La toma del Capitolio ha sido un episodio penoso y criticable que los enemigos de Donald Trump le endilgarán a su pasivo. Lamentablemente, su manejo del post-electoral de las muy cuestionables elecciones de noviembre, no fue el mejor. Pudo fijar su punto del desacuerdo con el resultado y de sus sospechas de fraude, pero aceptarlo igual, ante la evidencia de que el poderoso tándem político-mediático de Washington no le iba a permitir prosperar en sus reclamaciones, por más justificadas que fueran. Pero erró en el cálculo y al final, todo se le escapó de las manos. Nixon lo hizo en 1960 cuando perdió dudosamente las elecciones ante Kennedy: se “comió el sapo” para salvar la imagen de la democracia estadounidense.

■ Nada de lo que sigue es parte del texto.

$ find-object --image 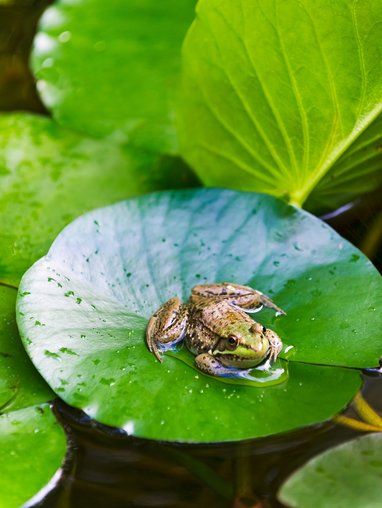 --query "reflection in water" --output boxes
[0,0,382,508]
[36,377,382,508]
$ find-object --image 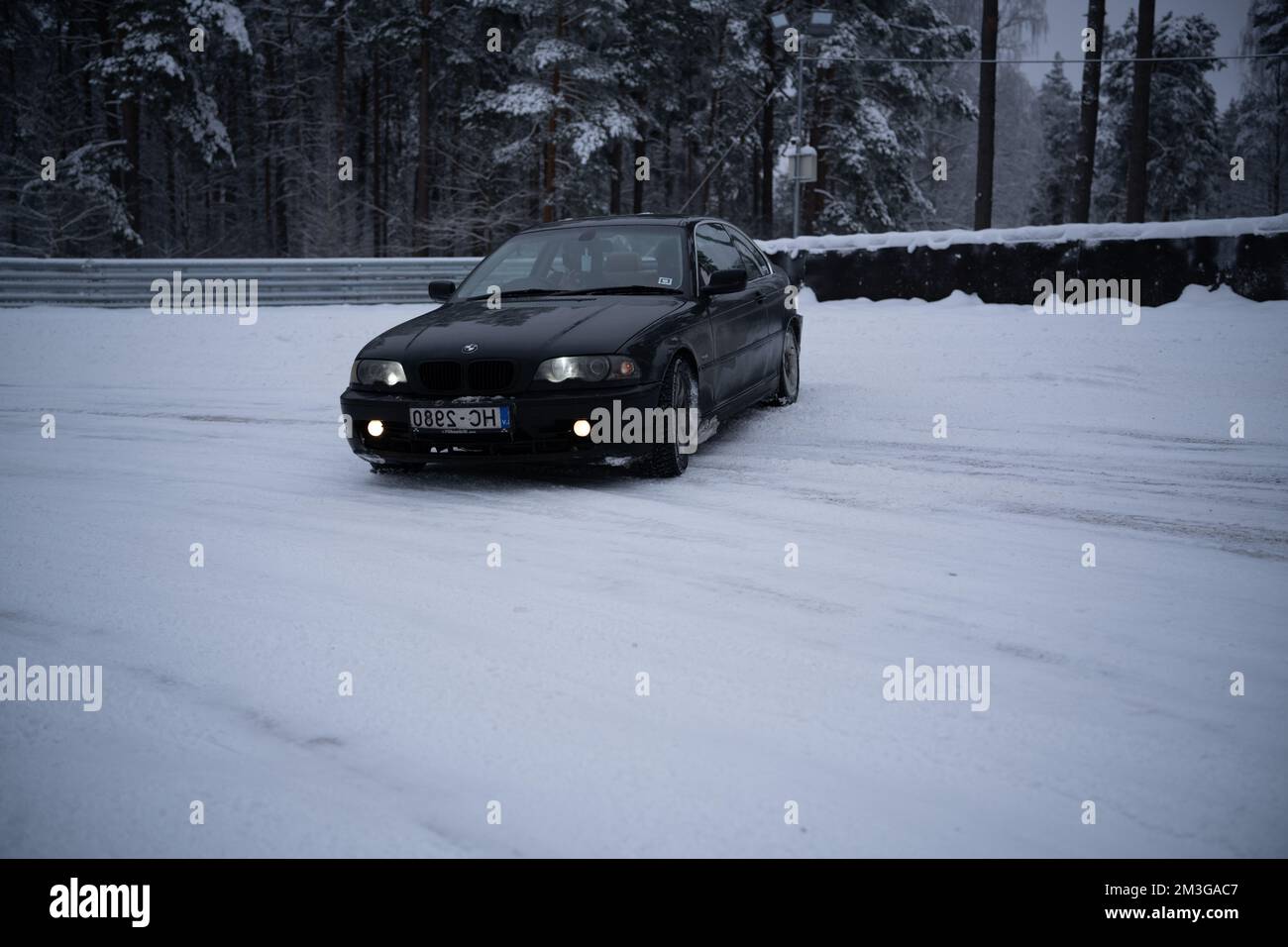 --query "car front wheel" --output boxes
[645,357,698,476]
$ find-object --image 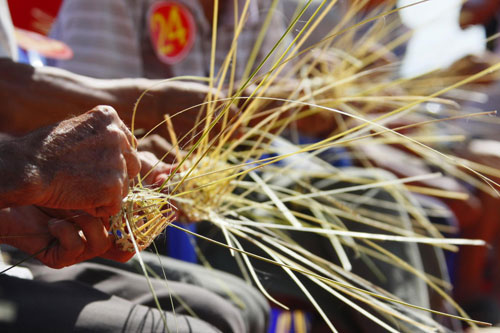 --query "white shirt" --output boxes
[51,0,284,79]
[0,0,17,59]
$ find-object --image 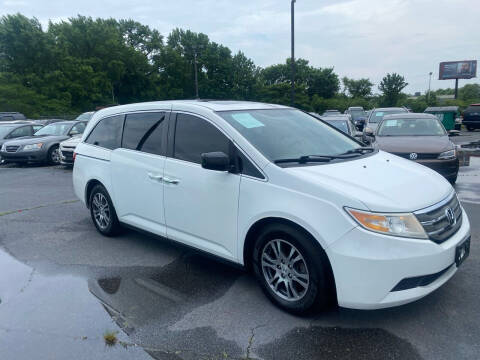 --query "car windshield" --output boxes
[325,120,348,134]
[0,126,15,139]
[218,109,360,162]
[75,112,93,121]
[350,110,365,120]
[377,118,447,136]
[368,109,407,123]
[35,123,72,136]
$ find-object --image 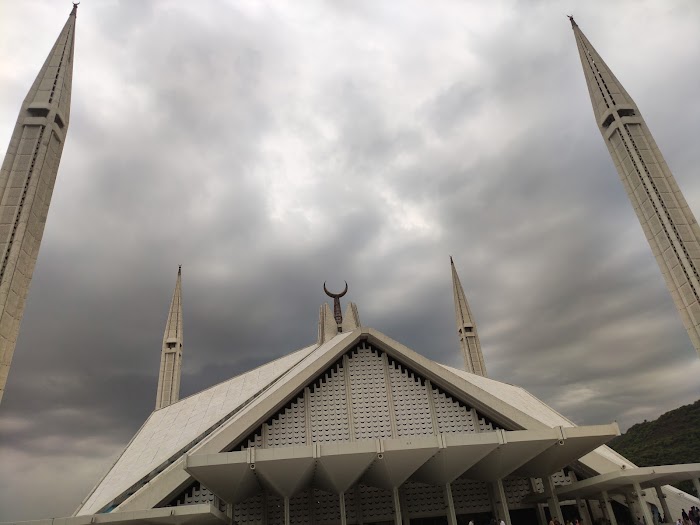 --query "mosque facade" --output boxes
[0,8,700,525]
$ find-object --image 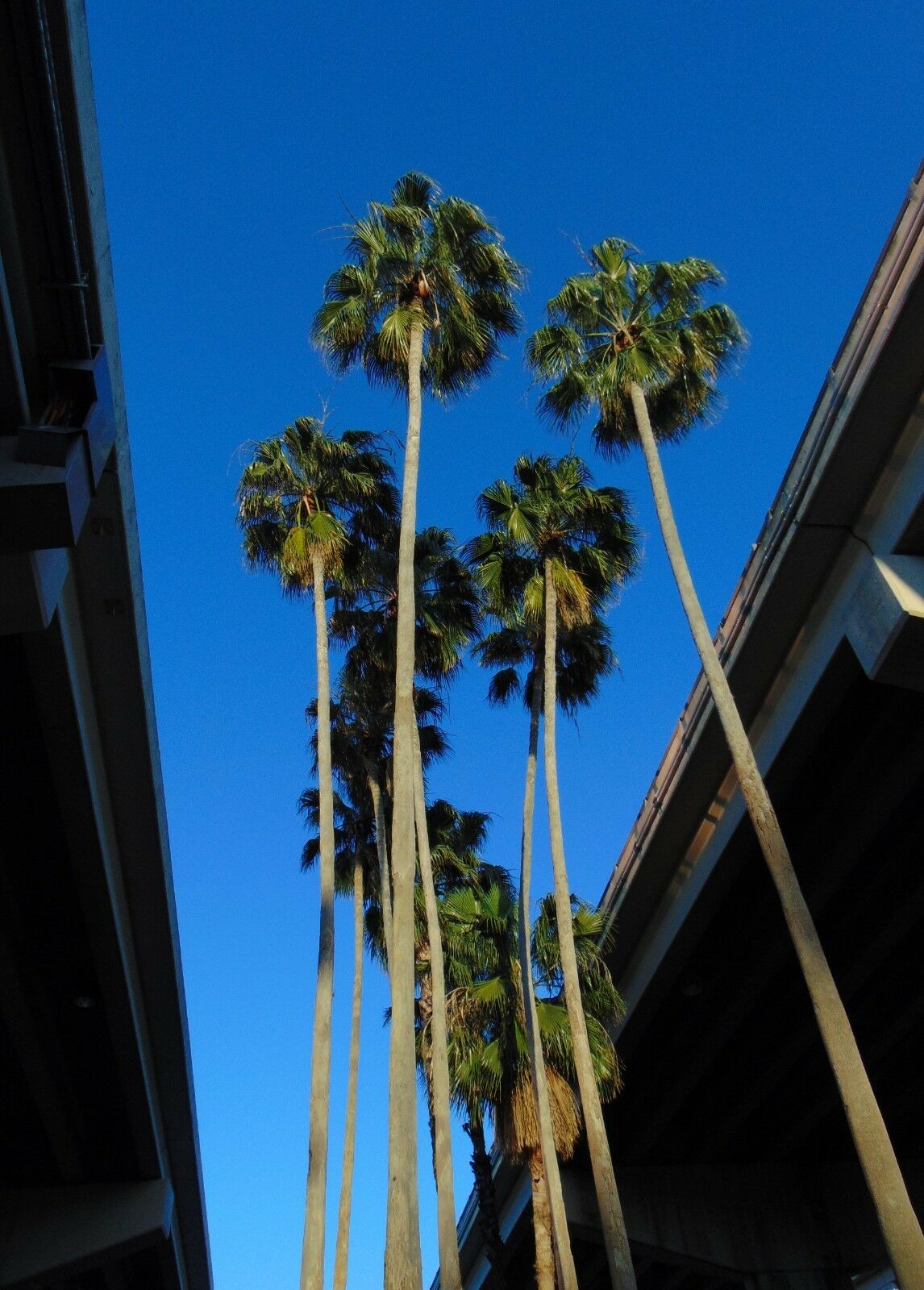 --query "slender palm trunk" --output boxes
[417,959,436,1182]
[543,560,635,1290]
[385,314,423,1290]
[518,666,578,1290]
[631,385,924,1290]
[529,1148,555,1290]
[299,555,335,1290]
[414,722,462,1290]
[335,856,365,1290]
[462,1109,507,1290]
[367,763,391,976]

Trump tuvo el carácter, el coraje y la determinación para enfrentar al socialismo en todas sus formas, así como para denunciar y visibilizar deep state norteamericano y a la burocracia dorada de muchos organismos multinacionales. Además, para superar los obstáculos que le puso la prensa mundial en todos y cada uno de los días de su gobierno y para plantarse ante China y Corea del Norte, países que hacen temblar al resto del mundo occidental y hasta a predecesores del propio Trump. Por si fuera poco, es el primer presidente norteamericano, desde Eisenhower, que no inició una guerra. Y fue impulsor de la recuperación económica antes de la pandemia, así como del desarrollo de múltiples vacunas anti Covid-19 que ahora están disponibles o por salir.

Este legado, que es aún mayor, es lo que me suscita admiración y respeto. No los hechos violentos del Capitolio. Trump ya había establecido su punto en las mentes de la mitad de sus compatriotas, el cual devino en el mar humano de la movilización de Washington que señalizaba el enorme apoyo a su causa. Ahí debió quedar y no escalar a la violencia. Y aunque su legado seguirá ahí, ahora su futuro es incierto. Mal cierre.